In its article on "Stirling numbers of the second kind", Wikipedia gives this formula for $S(n, k)$ -- the number of ways of putting $n$ distinct balls into $k$ boxes (where the boxes aren't distinct).
$S(n, k) = \frac{1}{k!}\sum_{j=0}^k (-1)^{k-j}\binom{k}{j}j^n$
Does anyone have an intuitive or just semi-intuitive way of explaining this? Or is there some more general thing I should look at that will make it make sense -- Wikipedia says it's a special case of something or other.
We seem to be missing "...where none of the boxes are empty."
Assume the boxes are labeled (we divide by $k!$ at the end for unlabeled boxes).
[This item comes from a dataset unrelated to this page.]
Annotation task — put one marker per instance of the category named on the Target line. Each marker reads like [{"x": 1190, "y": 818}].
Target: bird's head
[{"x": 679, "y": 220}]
We can put the balls in the boxes in $k^n$ ways: but this overcounts since it allows the possibility for some of the boxes to be empty. So we need to subtract the number of balls-in-box-arrangements in which there are empty boxes.
The number of balls-in-box-arrangements with $\geq j$ empty boxes is $$\binom{k}{j} j^n$$ and we include-exclude over $j$, thus giving $$\sum_{j \geq 0} (-1)^{k-j} \binom{k}{j} j^n.$$
The relation between the balls-in-box-arrangements and the Stirling numbers of the second kind is immediate by definition.